The Morning Walkthrough is a set of links to Boston Celtics articles throughout
Julian Benbow, Boston Globe – “This season, he’s easily off to his best start as a Celtic. He’s averaging 16.6 points a game, scoring from the floor and from 3-point range as effectively as he has in any of his four seasons in Boston. At this time last season, the Celtics were 19-4, but Allen was shooting 33.7 percent from 3-point range (34 of 101). He finished the season at 36.3 percent, one of the lowest long-distance percentages of his career. After Saturday night’s 93-62 trouncing of the Bobcats, the Celtics are 19-4. Allen has led the Celtics in scoring each of the past three games. Crickets. He’s knocking down 43.5 percent of his long balls, better than he’s shot it in his career. Yawns. He pulled up in front of the Blazers bench Dec. 1 and drilled the shot that sent them back West with an L, on a night in which he missed 9 of his 12 shots, and the thought was that drilling the winner was what he was supposed to do. He knocked down a crucial 3-pointer with a little over a minute left in the Celtics’ win over the 76ers Thursday night, and Glen Davis got more credit for making the pass. The irony. ‘That’s how it is,’ said Celtics coach Doc Rivers. ‘When you assume something is going to happen, then it doesn’t, then you notice. The only way he gets noticed is when he misses shots.’”
Steve Bulpett, Boston Herald – “The Celtics didn’t practice yesterday. They won’t practice today either. They may win the NBA championship this season, but the title of ‘Hardest Working Team in Show Business’ is probably out of reach. And that’s by necessity. Doc Rivers knows he must preserve his veterans if he hopes to lead them to a successful June. If that means they lose touch with the moniker worn by the late James Brown, well, so be it. But the coach knows it’s a fine line he’s walking — though it’s currently led to a 10-game winning streak. Rivers was talking about defensive slippage before the Celts pushed the listless Bobcats into 62 points on 33.8 percent shooting from the field Saturday in Charlotte, N.C. And he’s still disturbed that his club is losing touch with some of its principles and timing. ‘Absolutely,’ Rivers said. ‘We’ve been talking about it a lot. There’s definitely been slippage. That’s why I keep getting concerned. But it’s there for sure. You can definitely see the difference in the way we play and the way we execute when we don’t practice.’”

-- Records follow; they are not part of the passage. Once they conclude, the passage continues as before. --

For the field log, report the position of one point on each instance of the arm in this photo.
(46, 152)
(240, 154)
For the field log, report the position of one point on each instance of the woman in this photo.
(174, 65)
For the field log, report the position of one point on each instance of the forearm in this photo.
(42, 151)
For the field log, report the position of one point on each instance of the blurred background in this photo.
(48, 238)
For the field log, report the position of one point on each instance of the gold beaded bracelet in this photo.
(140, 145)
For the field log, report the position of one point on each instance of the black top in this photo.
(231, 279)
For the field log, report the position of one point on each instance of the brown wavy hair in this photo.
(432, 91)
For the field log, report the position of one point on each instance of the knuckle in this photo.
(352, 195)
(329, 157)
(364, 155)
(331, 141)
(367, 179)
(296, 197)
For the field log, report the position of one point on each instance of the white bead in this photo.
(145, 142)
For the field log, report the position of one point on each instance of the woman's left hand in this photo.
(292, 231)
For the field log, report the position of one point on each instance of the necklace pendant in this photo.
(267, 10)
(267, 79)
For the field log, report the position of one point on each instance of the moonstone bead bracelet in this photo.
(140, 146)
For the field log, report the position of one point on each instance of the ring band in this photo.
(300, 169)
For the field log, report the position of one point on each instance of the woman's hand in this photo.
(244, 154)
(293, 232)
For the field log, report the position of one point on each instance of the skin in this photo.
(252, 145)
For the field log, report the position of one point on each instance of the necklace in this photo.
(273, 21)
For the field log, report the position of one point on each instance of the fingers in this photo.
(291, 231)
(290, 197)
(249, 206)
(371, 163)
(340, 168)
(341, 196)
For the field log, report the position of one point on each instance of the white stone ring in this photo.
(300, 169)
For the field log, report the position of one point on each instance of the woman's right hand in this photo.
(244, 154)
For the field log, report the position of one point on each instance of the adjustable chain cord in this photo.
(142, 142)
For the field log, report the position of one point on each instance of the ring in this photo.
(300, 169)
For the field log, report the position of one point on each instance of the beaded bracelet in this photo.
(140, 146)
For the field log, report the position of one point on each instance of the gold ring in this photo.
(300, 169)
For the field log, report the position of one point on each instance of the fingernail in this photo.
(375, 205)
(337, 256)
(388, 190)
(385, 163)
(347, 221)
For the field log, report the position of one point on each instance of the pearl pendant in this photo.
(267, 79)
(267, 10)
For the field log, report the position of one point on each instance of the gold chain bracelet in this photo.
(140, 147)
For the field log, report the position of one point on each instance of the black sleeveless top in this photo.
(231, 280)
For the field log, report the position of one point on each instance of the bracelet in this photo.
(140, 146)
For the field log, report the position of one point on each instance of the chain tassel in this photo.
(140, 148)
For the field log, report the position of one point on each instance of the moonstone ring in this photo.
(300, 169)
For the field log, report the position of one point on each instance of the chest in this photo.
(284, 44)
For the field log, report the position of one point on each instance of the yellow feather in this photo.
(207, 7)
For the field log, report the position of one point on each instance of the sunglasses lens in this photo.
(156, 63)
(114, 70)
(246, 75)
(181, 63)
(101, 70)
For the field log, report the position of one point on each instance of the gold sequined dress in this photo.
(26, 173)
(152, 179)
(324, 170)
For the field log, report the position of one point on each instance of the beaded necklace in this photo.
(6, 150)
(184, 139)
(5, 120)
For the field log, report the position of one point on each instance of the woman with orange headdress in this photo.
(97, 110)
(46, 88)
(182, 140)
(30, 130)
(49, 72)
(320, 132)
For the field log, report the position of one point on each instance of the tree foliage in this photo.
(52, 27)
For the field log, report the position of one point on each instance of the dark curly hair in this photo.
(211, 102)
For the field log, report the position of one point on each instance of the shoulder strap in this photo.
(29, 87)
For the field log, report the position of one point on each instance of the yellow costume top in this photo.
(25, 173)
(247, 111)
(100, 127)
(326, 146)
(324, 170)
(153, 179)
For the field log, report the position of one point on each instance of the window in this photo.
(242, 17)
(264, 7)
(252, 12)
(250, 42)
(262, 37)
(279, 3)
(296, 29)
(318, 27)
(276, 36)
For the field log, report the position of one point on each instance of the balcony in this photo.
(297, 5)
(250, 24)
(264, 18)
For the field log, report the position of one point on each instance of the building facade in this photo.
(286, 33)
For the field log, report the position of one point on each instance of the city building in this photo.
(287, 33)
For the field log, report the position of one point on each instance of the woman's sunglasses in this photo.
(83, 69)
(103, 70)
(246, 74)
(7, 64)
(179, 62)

Chris Forsberg, ESPN Boston – “Maybe it shouldn’t come as a surprise that Boston is topping its competition in every major category on the stat sheet over the past 10 games, save for one column: offensive rebounds, where opponents hold a 9.5-7.2 per game advantage. That’s a category coach Doc Rivers will gladly sacrifice in order for his troops to get back and set on defense. Boston is dominating opponents in scoring (100.7-86.1), total rebounds (41.3-37), defensive rebounds (34.1-27.5), assists (25.9-19.1), steals (8.3-7), blocks (6.4-3.6) and field goal percentage (51.7-41.2). The often-sloppy Celtics even boast a small advantage in turnovers (14-15.1), are shooting more free throws (25.6-24.4) and are making the same percent of 3-pointers (35.6) with approximately two fewer attempts than their opponents per game (13.5-15.4). Boston also is annihilating its competition in the NBA’s measure of team efficiency », a metric that combines the major stat categories into one tidy number. Through Saturday’s action, the league average for team efficiency was about 111. During this 10-game stretch, the Celtics are averaging 126 for team efficiency, while opponents are at 86.3. NBA efficiency isn’t perfect, but rarely does a team win the efficiency battle and lose the game. In fact, it’s only happened once for Boston this season. The Celtics were plus-3 in efficiency against the Raptors on Nov. 21, but lost 102-101. The three times Boston came out on the negative side of the efficiency rating, they lost to Oklahoma City (minus-5), Dallas (minus-7) and Cleveland (minus-6). By comparison, Boston was plus-69 against Charlotte on Saturday, highlighting a 10-game stretch in which it hasn’t been below plus-10 (versus Portland on Dec. 1).”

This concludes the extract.